Aim. Sepsis remains the leading cause of mortality in spite of advanced diagnostics. The aim of the study was to test the diagnostic value of soluble triggering receptor expressed on myeloid cells-1 (sTREM-1) in the context of a new definition of sepsis.

Methods. The study was conducted on 41 patients who were suspected of having sepsis according to SIRS (Systemic Inflammatory Response Syndrome) criteria or sterile SIRS. 20 healthy volunteer blood donors were the control group (adult patients of both sexes). According to the latest sepsis criteria (Sepsis-3), patients were retrospectively divided into three subgroups: septic patients, patients with SIRS plus infection and patients with sterile SIRS (non-infectious SIRS).

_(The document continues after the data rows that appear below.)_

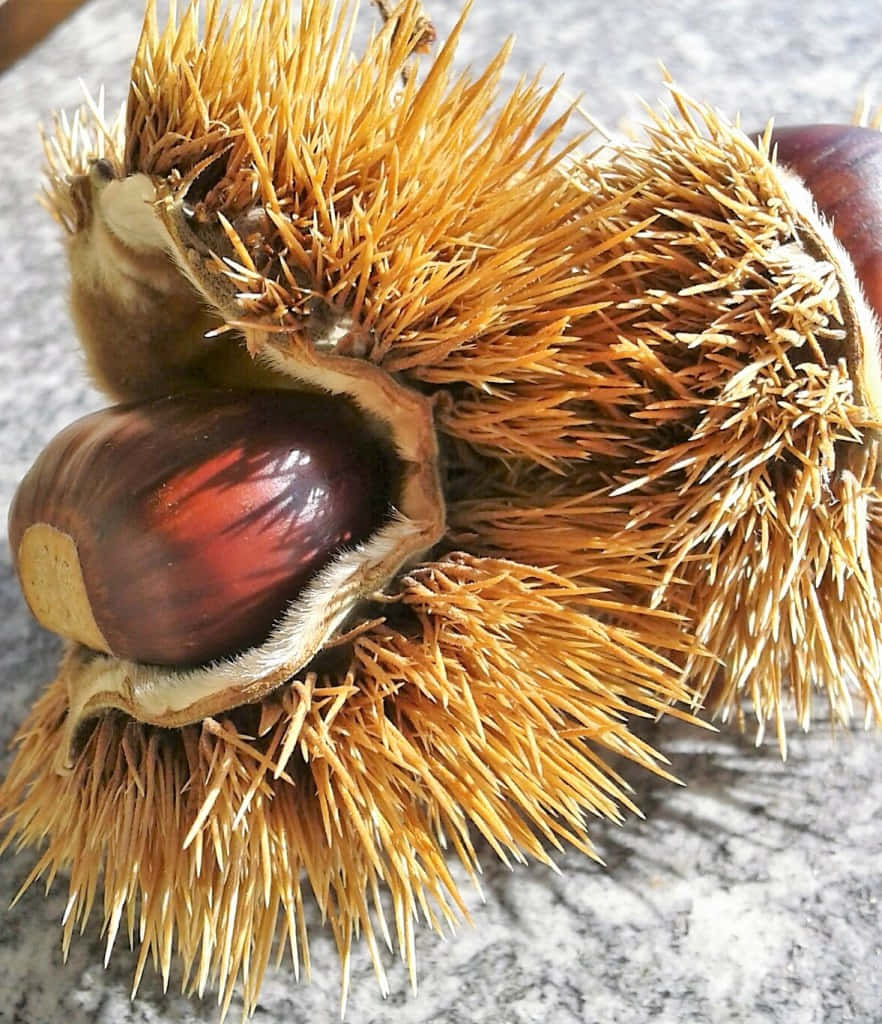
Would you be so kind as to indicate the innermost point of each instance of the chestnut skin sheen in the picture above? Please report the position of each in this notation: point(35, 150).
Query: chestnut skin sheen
point(841, 166)
point(185, 525)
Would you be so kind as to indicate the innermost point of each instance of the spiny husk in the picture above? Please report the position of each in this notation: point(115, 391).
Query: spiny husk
point(645, 439)
point(748, 450)
point(495, 712)
point(487, 690)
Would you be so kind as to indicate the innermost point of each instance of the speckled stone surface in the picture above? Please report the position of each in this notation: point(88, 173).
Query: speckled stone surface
point(751, 895)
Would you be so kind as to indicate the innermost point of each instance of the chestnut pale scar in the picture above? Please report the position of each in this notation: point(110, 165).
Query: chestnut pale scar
point(53, 586)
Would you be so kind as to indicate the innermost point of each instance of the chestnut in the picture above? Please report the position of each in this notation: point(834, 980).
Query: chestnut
point(841, 167)
point(175, 531)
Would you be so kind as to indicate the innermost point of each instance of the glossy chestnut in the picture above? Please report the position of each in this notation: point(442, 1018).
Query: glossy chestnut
point(841, 166)
point(175, 531)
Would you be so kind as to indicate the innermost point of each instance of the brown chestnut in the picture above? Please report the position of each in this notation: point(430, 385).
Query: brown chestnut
point(841, 166)
point(175, 531)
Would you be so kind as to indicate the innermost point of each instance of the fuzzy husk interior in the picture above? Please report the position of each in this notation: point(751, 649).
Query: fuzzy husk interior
point(661, 481)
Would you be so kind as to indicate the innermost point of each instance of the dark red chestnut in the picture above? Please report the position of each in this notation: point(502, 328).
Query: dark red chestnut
point(175, 531)
point(841, 166)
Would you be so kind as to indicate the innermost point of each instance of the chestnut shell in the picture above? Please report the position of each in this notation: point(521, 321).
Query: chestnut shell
point(198, 518)
point(841, 166)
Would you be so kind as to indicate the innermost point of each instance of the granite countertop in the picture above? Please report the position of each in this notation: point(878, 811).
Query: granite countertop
point(749, 895)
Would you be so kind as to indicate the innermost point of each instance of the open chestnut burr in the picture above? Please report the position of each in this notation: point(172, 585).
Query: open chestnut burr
point(614, 420)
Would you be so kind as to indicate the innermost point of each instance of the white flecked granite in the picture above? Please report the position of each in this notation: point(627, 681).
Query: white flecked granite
point(749, 896)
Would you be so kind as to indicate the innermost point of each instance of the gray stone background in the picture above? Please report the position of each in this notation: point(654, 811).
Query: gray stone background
point(750, 895)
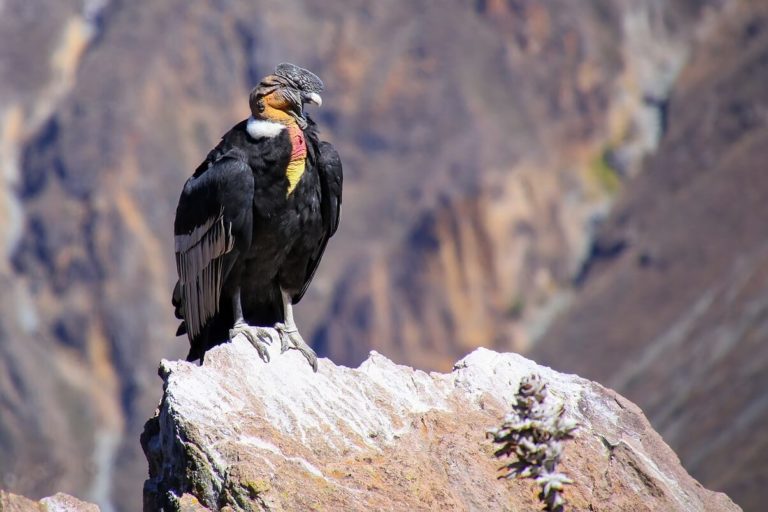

All subjects had concentrations of sTREM-1 determined by the ELISA method (Abcam commercial test, Cambridge, MA, USA). Samples were collected upon admission to hospital and kept at -20°C until laboratory analysis was performed.

Results. Concentrations of sTREM-1 were significantly increased in patients, compared to the healthy population (p=0.021), but there were no significant differences among subgroups of patients (SIRS plus infection vs. sepsis p=0.871, SIRS plus infection vs. sterile SIRS p=0.72, sepsis vs. sterile SIRS p=0.65).

The value of 300pg/mL was determined to be the optimal cut-off. Concentrations of sTREM-1 were significantly higher in septic patients who did not develop Multiple Organ Dysfunction Syndrome (MODS) within the first 48 hours after admission than in those who did.

Conclusion. According to our results, sTREM-1 failed to express significance as a diagnostic biomarker of sepsis, according to the new definition. Also, it seems not to be a valuable marker in differentiation of sepsis and non-infective SIRS.